The executive agenda: Adaptability, ROI, and emerging tech
Today’s leaders need to develop adaptive strategies that prioritize innovation, empower their teams, and align to business needs.
Once upon a time, the business landscape was built on a foundation of exhaustive research, established use cases, and well-documented regulations. Every investment was given extensive consideration. The ROI was calculated and clear.
Throw AI, regulatory compliance concerns, and other emerging technologies into the mix, and things have drastically changed. In a recent survey of more than 700 senior leaders, 91% believe investments in emerging technologies would put them at the forefront of their market. However, 73% say the need to act quickly leads to investing before establishing a business case.
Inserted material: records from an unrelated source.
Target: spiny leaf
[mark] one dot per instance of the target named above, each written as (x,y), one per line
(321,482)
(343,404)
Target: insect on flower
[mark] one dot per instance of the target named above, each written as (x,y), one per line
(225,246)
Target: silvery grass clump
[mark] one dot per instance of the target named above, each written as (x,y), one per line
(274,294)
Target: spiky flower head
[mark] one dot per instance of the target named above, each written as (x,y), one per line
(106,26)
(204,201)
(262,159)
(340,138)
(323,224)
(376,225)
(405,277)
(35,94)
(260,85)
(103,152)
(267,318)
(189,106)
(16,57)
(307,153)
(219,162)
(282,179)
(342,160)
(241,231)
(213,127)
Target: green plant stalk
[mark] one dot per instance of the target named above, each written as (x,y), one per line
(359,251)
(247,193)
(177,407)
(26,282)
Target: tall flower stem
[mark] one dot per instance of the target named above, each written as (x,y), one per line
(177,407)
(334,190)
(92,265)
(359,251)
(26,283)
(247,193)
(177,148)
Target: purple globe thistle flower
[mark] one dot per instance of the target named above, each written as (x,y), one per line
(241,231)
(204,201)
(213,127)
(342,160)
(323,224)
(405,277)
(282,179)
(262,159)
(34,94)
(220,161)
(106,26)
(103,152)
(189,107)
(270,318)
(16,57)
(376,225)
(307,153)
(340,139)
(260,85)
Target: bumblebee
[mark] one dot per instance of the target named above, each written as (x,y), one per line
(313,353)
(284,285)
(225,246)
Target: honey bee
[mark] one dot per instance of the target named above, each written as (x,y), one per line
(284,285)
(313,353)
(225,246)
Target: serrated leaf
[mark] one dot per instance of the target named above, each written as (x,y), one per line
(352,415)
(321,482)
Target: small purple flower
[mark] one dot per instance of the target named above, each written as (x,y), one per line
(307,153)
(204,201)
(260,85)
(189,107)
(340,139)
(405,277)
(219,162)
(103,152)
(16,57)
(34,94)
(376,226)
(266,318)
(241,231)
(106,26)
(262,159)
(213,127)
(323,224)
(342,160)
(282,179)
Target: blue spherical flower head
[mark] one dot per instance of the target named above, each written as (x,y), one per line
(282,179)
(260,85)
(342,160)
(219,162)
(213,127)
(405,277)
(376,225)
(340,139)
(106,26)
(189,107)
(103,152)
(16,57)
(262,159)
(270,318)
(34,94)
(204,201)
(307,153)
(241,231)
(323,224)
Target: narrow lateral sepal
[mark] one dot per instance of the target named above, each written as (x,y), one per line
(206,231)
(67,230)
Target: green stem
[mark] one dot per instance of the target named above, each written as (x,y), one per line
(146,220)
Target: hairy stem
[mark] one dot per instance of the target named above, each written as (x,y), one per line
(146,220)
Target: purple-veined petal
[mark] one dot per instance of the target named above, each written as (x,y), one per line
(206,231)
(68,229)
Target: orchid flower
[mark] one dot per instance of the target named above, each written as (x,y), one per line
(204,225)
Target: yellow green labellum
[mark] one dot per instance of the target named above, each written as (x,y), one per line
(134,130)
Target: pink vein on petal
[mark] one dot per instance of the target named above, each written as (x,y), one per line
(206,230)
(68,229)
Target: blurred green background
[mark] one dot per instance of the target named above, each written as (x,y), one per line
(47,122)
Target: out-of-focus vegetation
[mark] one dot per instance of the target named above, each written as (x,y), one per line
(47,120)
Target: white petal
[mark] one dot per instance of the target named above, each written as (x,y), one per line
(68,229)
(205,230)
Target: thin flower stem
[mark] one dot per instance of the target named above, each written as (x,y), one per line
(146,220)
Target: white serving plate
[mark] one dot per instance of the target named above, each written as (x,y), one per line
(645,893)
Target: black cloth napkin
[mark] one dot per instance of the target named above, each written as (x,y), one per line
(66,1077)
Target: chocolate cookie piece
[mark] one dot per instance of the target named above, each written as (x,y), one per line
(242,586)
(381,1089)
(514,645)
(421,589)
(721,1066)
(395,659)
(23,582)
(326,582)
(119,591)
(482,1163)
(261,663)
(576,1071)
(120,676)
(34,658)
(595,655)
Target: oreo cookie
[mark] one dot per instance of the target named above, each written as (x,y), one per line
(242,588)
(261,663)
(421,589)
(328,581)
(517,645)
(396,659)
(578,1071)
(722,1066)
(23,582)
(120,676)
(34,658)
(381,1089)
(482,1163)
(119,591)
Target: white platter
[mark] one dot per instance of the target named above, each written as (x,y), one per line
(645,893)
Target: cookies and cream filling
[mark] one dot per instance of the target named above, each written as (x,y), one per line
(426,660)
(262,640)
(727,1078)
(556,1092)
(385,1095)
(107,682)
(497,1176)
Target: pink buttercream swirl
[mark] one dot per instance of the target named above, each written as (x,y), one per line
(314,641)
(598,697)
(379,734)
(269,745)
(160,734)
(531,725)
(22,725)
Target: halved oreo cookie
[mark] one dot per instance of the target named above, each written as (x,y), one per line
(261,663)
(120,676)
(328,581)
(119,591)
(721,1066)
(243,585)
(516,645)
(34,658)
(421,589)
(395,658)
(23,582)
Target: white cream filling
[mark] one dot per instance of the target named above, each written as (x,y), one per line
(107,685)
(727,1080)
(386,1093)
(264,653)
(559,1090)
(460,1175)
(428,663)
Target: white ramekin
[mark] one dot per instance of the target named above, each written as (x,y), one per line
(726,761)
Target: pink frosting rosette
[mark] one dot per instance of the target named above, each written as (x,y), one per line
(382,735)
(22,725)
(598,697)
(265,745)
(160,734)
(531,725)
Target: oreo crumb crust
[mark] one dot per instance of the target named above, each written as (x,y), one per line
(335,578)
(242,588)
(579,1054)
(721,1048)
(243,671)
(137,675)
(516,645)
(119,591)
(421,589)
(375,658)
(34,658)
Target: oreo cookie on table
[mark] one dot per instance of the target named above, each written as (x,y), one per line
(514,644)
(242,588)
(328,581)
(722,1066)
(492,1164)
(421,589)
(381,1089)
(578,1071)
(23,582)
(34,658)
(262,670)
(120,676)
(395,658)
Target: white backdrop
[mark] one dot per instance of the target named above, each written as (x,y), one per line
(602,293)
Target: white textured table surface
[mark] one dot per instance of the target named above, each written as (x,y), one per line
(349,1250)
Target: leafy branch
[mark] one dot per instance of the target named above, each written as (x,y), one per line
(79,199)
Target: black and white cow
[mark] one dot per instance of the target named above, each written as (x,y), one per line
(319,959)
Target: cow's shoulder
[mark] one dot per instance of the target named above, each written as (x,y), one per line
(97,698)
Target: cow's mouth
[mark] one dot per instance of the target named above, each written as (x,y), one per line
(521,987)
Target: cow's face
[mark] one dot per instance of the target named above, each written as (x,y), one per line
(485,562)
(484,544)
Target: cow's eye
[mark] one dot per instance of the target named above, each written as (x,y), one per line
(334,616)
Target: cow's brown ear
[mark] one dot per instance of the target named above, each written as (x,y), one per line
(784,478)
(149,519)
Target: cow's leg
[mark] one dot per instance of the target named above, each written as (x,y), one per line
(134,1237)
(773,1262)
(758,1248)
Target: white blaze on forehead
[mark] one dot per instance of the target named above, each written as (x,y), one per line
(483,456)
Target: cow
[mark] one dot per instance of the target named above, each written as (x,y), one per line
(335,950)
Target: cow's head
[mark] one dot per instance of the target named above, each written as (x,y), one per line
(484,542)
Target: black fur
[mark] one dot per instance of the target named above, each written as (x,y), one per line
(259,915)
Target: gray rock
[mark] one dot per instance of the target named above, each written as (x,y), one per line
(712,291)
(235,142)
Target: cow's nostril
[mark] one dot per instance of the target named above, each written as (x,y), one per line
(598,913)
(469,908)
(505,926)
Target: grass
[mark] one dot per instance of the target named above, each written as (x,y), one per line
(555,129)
“Now more than ever, leaders should be making strategic plans for their organizations, but things are moving too fast for leaders to spend months developing a single roadmap,” says Amalia Goodwin, managing director of Business Advisory Services at Slalom. “This means building adaptive plans that allow for varying roadmaps, helping businesses quickly adjust to external influences and make smaller bets that can scale quickly.”
In our Q2 executive forums, we spoke with 100 leaders about how they’re establishing a foundation that allows their teams to stay proactive amid constant change.
1. Building an adaptive organization
From navigating economic headwinds to adopting new regulations and adjusting to a shrinking workforce, today’s organizations need to be built to pivot and maintain resiliency during constant turbulence. CMOs may need to adjust their digital strategies to accommodate third-party cookie deprecation, while sustainability leaders must be conscious of intricate and evolving ESG regulations.
While embracing both agility and resilience are key, leaders must also build an adaptive workforce that can thrive amid constant change.
“An adaptive organization is one built on the foundation of continuous learning, effectively balancing ongoing innovation with risk management,” says Michelle Page-Rivera, PhD, managing director of Business Advisory Services at Slalom. “It requires decisive leaders who are also willing to quickly flex as new insights surface.”
2. Embedding innovation into the organization
There’s no longer room for innovation to exist in silos—it must become a core capability within the business. For C-suite leaders, this means adopting innovation at scale to increase speed to market and drive continuous improvements.
Today’s leaders can’t rely on external entities to bring new ideas to life; they must embed innovation across processes, products, and platforms. This includes empowering employees to be innovators by providing the necessary tools and resources. Building an innovation lab that’s tightly linked to critical business operations is one of the best ways to guarantee innovation is happening both quickly and ubiquitously.
3. Aligning stakeholders with business needs
With the onslaught of emerging technologies, many organizations have spent time and effort building proof-of-concepts (POCs) and then get stuck on how or what to drive forward.
“POCs without a path to production are a clear path to pain,” says Kevin McClelland, general manager at Slalom. Building clear ROI use cases, closely aligning with stakeholders throughout the build process, and measuring value through experimentation will keep innovation momentum.
Technology and business leaders need to partner to support both top-down directives and bottom-up initiatives, sourcing ideas from a cross-section of team members across the organization while also ensuring ideas are properly vetted and align with business goals.